Tomorrow is my birthday. 

This year I felt my birthday a little bit more because last year at the end of the day of my birthday, my contractions start and on the next day keluarlah my second child. Heh. I think I watched Hunger Games on that day. I will be watching Hunger Games tomorrow btw. Excited lah. Also told my husband that I dont wanna cook tomorrow. 

But also since it is gonna be Saif birthday on Sunday, I was thinking to cook nasi tomato. Not that Saif can eat nasi tomato, well  maybe a little bit, nasi tomato and probably a little kurma ayam for him kut.  But tengok lah guano. Mungkin maknye jugak akan malas on Sunday. 

Anyway I already knows what I want for my birthday. A robotic vacuum. You know some magazine or whoever will advise to let gift be something from the heart, but nothing is more from the heart than an appliance that will lessen my time for cleaning. It will be interesting to see how the cats react to it.
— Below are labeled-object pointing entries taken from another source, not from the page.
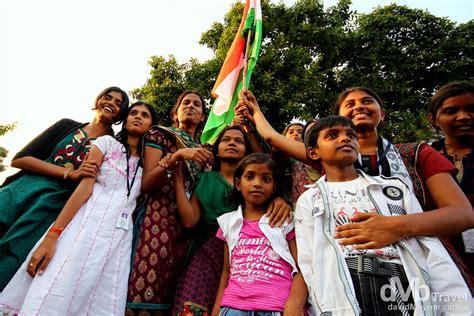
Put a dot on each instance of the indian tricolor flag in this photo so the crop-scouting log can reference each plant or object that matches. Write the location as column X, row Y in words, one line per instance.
column 229, row 82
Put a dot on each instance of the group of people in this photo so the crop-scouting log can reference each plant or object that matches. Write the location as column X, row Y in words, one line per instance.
column 151, row 222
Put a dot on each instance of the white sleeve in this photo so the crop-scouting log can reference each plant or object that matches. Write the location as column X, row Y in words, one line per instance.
column 304, row 231
column 410, row 201
column 103, row 143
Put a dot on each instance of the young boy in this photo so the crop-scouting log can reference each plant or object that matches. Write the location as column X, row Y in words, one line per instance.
column 414, row 276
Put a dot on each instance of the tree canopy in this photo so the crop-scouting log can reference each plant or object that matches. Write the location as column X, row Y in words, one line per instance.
column 309, row 55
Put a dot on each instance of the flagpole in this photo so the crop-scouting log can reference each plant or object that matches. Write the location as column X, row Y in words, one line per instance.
column 246, row 61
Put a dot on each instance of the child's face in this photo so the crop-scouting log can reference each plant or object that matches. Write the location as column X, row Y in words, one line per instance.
column 256, row 184
column 336, row 145
column 363, row 109
column 232, row 145
column 138, row 120
column 295, row 132
column 455, row 117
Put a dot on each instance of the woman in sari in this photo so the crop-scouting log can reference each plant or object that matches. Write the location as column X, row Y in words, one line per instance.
column 162, row 239
column 51, row 166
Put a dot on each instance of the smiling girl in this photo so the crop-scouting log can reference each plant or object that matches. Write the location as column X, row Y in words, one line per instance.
column 260, row 272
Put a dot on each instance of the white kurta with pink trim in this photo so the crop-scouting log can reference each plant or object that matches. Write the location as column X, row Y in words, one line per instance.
column 88, row 274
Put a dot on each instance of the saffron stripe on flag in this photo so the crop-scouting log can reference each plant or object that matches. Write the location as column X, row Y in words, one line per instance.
column 229, row 82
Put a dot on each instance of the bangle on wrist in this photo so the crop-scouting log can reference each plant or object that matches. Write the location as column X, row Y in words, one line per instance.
column 169, row 172
column 58, row 231
column 66, row 173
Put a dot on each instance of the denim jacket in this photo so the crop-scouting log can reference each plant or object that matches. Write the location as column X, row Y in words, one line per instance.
column 429, row 268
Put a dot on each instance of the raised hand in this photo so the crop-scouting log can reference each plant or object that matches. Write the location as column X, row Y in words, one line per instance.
column 202, row 156
column 42, row 255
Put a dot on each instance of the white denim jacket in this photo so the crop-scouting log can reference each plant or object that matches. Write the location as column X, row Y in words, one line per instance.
column 231, row 224
column 427, row 264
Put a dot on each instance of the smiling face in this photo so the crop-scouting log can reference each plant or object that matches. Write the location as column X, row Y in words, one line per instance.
column 139, row 120
column 336, row 145
column 295, row 132
column 256, row 184
column 108, row 107
column 455, row 118
column 232, row 145
column 190, row 110
column 363, row 109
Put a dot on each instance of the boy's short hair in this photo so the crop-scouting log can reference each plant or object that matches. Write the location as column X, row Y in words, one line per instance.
column 312, row 134
column 447, row 91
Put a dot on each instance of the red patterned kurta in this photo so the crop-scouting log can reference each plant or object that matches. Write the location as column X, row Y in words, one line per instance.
column 163, row 240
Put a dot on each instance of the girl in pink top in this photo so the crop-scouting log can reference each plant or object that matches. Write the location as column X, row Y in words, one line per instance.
column 260, row 276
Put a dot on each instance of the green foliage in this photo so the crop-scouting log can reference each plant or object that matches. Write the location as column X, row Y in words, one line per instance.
column 3, row 151
column 308, row 55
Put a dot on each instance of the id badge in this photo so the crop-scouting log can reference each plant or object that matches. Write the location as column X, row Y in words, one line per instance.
column 468, row 239
column 123, row 221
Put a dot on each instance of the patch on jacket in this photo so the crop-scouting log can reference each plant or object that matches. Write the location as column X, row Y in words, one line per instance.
column 393, row 193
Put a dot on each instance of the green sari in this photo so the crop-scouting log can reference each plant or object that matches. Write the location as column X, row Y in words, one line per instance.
column 31, row 203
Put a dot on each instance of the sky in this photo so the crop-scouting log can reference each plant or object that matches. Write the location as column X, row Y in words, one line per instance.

There will probably be videos on Instagram. *rub hands gleefully*

Most probably a Neato because the reviews are good. I already highlighted to my husband the model that I want, so it is up to him lah. I AM SO EXCITED TO GET A VACUUM Y'ALL. 

And about the feeling of turning 33, it does feel scary. More like a lot of things are closing down on you and you don't get a lot of second chances now. Also need to clock in more time for ibadah y'all. Dosa tak muat 1 kontena. 

Anyway for 33 in Malaysians definition of years especially for women, not old, but older. Definitely not young. 33 in Malaysia is the age where you are bustling as a mother hen looking after your many children. Not far off the mark there realistically.. 33 in western world from what I know, still have shits need to sort out. And while realistically I felt like the usual Malaysian women of 33 years of age, insideI felt like the western 33 year olds, where I don't feel like I am settled and I still am figuring out my shits. 

However I don't feel restless anymore like I was in my 20s. Not settled yet, but not feeling like I want to take flight every couple of weeks. 

Happy birthday to me. May gravity treat me nicely and my metabolism does not need to feel like it should heads to early retirement.